В этом прозвище слышен голос Хэла – голос интеллектуала, который презирает бюрократию, который видит её глупость и нелепость, – голос есть презрение. Он даёт имена, чтобы контролировать, чтобы сделать мир более понятным, более управляемым, – имена есть власть. Но имена, которые он даёт, – это тюрьмы, в которые он загоняет людей, – имена есть насилие. Он загоняет декана в клетку своего определения, лишает его сложности, сводит к одной черте, – определение есть редукция. Это делает его сильным в своём воображении, но в реальности он остаётся слабым, – сила есть иллюзия. Его имена не меняют реальность, они лишь позволяют ему выжить в ней, сохранить себя, – имена есть защита. Он выживает, называя, но выживание ценой редукции другого есть поражение, – победа есть поражение. Он побеждает в своей голове, но проигрывает в реальности, и это несовпадение есть его трагедия.
Стало быть – снова логическая связка, которая показывает, как Хэл строит свои умозаключения, – логика есть его метод. Его логика проста: если он выглядит так, то он таков, – логика есть упрощение. Это логика наивного наблюдателя, который верит, что внешность соответствует сути, – наивность есть вера. Но Хэл не наивен, он слишком умён для этого, – его ум есть его сложность. Его ум идёт по пути упрощения, потому что упрощение – это способ справиться со сложностью мира, – ум есть защита. Он упрощает, чтобы не утонуть в деталях, чтобы сохранить ясность, – ясность есть необходимость. Но упрощение – это и есть наивность, потому что мир сложнее любой схемы, – упрощение есть ошибка. Хэл ошибается, потому что его ум слишком быстр, слишком жаждет порядка, – его ошибка есть его скорость. Он торопится понять, и в этой торопливости упускает то, что не вписывается в его схему.

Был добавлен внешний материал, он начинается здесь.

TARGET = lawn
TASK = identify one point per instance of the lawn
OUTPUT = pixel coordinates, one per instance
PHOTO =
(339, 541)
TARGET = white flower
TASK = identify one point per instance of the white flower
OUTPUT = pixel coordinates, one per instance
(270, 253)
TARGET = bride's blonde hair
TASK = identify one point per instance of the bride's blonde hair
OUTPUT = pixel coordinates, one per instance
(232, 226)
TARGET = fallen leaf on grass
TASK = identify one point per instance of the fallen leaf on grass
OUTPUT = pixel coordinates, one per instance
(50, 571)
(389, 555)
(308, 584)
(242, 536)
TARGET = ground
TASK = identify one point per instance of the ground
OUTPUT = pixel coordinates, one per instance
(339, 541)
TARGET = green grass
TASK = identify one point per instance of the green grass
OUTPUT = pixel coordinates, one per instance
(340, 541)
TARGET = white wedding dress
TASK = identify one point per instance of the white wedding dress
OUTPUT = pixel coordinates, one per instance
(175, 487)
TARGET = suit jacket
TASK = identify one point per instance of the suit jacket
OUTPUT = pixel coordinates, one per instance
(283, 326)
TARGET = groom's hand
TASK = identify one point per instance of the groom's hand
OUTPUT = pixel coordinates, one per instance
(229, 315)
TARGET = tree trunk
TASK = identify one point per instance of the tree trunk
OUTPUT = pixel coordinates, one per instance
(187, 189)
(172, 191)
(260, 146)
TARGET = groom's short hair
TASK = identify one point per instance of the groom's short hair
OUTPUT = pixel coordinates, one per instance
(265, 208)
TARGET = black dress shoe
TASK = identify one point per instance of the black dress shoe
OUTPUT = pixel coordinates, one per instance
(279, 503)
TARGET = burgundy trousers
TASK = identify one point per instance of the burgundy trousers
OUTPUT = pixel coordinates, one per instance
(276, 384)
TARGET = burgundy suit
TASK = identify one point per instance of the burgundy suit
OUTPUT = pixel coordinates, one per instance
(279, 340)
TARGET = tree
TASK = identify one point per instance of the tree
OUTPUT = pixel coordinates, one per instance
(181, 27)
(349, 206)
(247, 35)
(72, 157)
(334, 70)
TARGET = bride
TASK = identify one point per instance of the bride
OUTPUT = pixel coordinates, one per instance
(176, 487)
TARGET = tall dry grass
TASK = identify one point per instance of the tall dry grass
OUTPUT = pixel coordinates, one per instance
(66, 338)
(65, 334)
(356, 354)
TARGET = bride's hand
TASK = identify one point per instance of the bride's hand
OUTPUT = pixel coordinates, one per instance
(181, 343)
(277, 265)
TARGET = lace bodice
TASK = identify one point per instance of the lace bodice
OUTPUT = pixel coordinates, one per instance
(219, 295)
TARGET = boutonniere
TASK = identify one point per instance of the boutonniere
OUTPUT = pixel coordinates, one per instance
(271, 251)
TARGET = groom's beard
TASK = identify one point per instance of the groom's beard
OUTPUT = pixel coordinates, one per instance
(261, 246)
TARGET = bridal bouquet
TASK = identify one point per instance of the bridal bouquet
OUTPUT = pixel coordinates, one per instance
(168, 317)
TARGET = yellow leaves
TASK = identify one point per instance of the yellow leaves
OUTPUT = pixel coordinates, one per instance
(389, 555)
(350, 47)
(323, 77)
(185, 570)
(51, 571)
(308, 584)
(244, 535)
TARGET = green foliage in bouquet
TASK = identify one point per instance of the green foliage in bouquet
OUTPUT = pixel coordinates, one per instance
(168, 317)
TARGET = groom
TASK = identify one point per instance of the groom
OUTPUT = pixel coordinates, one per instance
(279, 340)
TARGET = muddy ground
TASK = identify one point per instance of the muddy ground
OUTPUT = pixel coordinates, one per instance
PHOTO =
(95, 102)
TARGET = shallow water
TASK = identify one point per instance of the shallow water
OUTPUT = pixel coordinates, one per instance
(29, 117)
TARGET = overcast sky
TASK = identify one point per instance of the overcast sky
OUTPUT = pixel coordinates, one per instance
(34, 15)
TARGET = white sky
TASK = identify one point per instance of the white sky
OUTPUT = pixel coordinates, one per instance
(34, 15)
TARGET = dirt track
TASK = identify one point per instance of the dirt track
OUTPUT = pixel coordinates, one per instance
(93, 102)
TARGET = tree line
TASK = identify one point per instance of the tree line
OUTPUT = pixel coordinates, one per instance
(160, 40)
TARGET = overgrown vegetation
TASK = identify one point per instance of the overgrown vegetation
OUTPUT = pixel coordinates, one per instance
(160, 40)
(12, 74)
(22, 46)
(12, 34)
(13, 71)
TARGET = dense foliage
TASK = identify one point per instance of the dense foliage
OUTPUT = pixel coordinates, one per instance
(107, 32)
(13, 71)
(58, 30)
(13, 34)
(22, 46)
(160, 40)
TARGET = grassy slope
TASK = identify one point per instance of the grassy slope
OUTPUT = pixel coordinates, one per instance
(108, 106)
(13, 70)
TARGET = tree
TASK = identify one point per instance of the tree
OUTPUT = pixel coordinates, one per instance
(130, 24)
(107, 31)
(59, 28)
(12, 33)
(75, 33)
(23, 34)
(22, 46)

В этой фразе Хэл завершает идентификацию троицы, которая была его главной задачей в этом отрывке, – идентификация есть завершение. Теперь у каждого декана есть имя и функция, и Хэл создал карту, на которой он – центр, они – периферия, – карта есть его мир. Он – тот, кто смотрит и называет, они – те, на кого смотрят, – он перевернул оптику. Это переворачивание власти, которое происходит только в его сознании, которое не имеет отношения к реальному положению дел, – переворот есть иллюзия. В реальности он остаётся объектом, а они – субъектами, он – тот, кого оценивают, они – те, кто оценивает, – реальность не изменилась. Его карта не изменила реальность, она лишь дала ему иллюзию контроля, – иллюзия есть его убежище. И в этом убежище он остаётся до тех пор, пока реальность не ворвётся внутрь, – убежище будет разрушено. Он будет выброшен из своего убежища в реальность, и эта встреча будет для него катастрофой.

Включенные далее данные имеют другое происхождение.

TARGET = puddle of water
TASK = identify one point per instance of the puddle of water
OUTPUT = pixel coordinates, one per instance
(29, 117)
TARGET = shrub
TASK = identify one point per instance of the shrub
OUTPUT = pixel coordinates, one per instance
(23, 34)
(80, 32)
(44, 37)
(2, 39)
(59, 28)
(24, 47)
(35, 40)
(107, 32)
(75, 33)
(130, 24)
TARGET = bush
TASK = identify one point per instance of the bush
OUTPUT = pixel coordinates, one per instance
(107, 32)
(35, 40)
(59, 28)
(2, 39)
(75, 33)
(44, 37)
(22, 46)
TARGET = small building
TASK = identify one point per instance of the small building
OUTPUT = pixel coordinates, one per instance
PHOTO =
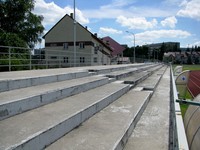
(117, 50)
(59, 45)
(182, 57)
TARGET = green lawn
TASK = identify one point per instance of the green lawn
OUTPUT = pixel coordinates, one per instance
(188, 95)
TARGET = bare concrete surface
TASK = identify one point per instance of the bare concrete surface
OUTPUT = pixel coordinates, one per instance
(152, 130)
(29, 127)
(109, 128)
(151, 82)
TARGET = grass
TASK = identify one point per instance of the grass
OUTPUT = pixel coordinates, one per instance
(187, 95)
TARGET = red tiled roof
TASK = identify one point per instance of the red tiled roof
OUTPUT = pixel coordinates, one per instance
(115, 46)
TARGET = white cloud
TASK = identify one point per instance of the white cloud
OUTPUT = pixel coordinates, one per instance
(196, 43)
(136, 23)
(191, 9)
(156, 35)
(53, 13)
(169, 22)
(104, 30)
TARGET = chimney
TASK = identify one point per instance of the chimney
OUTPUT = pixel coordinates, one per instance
(72, 15)
(107, 42)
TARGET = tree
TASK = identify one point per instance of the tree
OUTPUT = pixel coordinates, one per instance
(16, 18)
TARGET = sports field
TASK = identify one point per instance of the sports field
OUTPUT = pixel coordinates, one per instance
(194, 83)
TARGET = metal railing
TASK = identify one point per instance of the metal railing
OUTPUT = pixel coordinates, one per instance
(178, 139)
(19, 58)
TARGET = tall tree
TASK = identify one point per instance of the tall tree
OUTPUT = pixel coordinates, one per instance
(16, 17)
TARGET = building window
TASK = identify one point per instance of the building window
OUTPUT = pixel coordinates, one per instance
(95, 59)
(53, 57)
(96, 50)
(82, 59)
(81, 45)
(65, 45)
(66, 59)
(53, 44)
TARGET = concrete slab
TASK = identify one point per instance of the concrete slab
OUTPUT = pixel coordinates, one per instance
(152, 81)
(127, 72)
(39, 127)
(22, 79)
(20, 100)
(152, 130)
(110, 128)
(137, 78)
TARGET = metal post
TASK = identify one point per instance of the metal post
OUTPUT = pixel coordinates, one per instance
(74, 34)
(30, 63)
(134, 49)
(9, 58)
(134, 45)
(188, 102)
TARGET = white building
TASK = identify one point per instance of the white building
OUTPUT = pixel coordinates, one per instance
(59, 45)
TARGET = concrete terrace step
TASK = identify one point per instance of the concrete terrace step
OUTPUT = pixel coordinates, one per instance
(127, 72)
(112, 68)
(152, 81)
(22, 79)
(20, 100)
(110, 128)
(152, 130)
(37, 128)
(137, 78)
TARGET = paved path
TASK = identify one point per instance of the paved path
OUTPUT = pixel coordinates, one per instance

Это прозвище – последнее, что Хэл даёт декану перед тем, как начнётся кризис, – прозвище есть предел. Оно подводит итог его аналитической работе, его попытке взять ситуацию под контроль, – итог есть иллюзия. Он разобрал ситуацию на части, дал им имена, создал схему, – он сделал всё, что мог. Теперь он чувствует себя готовым, он знает, с кем имеет дело, – его готовность есть его слабость. Но его готовность – иллюзия, потому что он готов к ситуации, которая существует только в его голове, – он готов к фикции. Когда начнётся кризис, его имена не помогут, его схема рухнет, и он окажется в мире, где нет Незатейливой Верности Стандартам, а есть человек, который вызывает скорую помощь, – реальность не знает его имён. И в этой встрече с реальностью без имён, без схем, без защиты он останется один, – он останется безоружным. И в этой безоружности – его истина, потому что только безоружный может быть подлинным.

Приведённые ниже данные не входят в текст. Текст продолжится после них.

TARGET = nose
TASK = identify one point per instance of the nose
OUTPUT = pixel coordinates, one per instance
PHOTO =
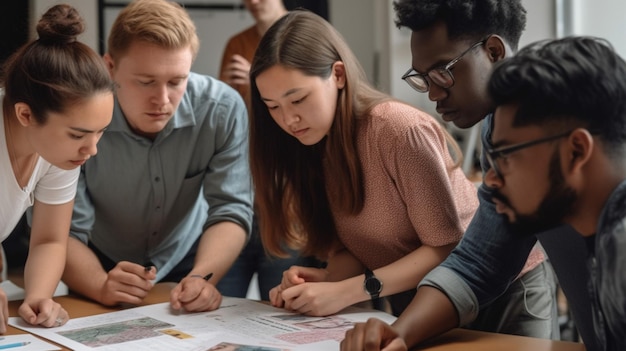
(492, 180)
(436, 93)
(160, 95)
(290, 117)
(90, 148)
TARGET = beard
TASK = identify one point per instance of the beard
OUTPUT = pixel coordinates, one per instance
(555, 206)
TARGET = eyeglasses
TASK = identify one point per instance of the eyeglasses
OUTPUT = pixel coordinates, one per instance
(500, 154)
(442, 76)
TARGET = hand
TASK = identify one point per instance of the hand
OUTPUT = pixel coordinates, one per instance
(317, 299)
(45, 312)
(295, 275)
(372, 335)
(237, 71)
(127, 282)
(4, 312)
(195, 294)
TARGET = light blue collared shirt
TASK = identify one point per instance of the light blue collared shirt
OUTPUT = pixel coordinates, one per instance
(143, 200)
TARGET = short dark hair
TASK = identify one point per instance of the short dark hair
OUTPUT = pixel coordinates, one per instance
(574, 81)
(473, 19)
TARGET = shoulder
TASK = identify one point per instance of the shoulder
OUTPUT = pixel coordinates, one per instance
(203, 89)
(398, 118)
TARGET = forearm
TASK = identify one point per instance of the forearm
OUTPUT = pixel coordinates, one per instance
(401, 275)
(219, 247)
(83, 272)
(343, 265)
(43, 268)
(430, 313)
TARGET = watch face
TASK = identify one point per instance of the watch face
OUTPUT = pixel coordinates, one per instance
(373, 285)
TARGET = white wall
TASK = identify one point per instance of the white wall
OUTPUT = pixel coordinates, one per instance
(383, 50)
(602, 18)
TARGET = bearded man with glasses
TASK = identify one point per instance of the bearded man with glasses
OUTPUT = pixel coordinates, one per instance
(497, 278)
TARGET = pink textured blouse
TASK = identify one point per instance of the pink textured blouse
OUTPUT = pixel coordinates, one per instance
(413, 193)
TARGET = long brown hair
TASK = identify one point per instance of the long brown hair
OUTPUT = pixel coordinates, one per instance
(289, 177)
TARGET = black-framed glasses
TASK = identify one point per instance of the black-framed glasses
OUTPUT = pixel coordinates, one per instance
(494, 155)
(442, 76)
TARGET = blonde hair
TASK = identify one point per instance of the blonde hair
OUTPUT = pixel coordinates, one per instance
(160, 22)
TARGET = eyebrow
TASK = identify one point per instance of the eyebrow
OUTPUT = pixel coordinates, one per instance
(87, 130)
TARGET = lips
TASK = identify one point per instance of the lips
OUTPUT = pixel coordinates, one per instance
(447, 114)
(158, 114)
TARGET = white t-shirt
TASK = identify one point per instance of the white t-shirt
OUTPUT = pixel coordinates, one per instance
(48, 184)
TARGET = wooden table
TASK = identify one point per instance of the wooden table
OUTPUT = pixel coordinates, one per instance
(455, 340)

Часть 11. Пантомима родства: Взгляд союзника и его двусмысленность
Последняя фраза цитаты переводит внимание на Чарльза Тэвиса, который до этого был на периферии, но теперь выходит на передний план, – периферия становится центром. Он не говорит, он смотрит, и его взгляд – это действие, которое Хэл фиксирует, – взгляд есть действие. Он смотрит на Спортивную часть, и выражение его лица – сбит с толку, – выражение есть сообщение. Это означает, что он не понимает, что происходит, что он потерял ориентацию, – непонимание есть его состояние. Или он делает вид, что не понимает, используя это как стратегию, – вид есть тактика. Его взгляд – это знак, который Хэл регистрирует, но не может расшифровать полностью, – знак есть загадка. Он остаётся загадкой, и эта загадка – самая большая опасность, – загадка есть угроза. Потому что если союзник непонятен, то и враг непонятен, и вся карта рушится, – неопределённость есть катастрофа.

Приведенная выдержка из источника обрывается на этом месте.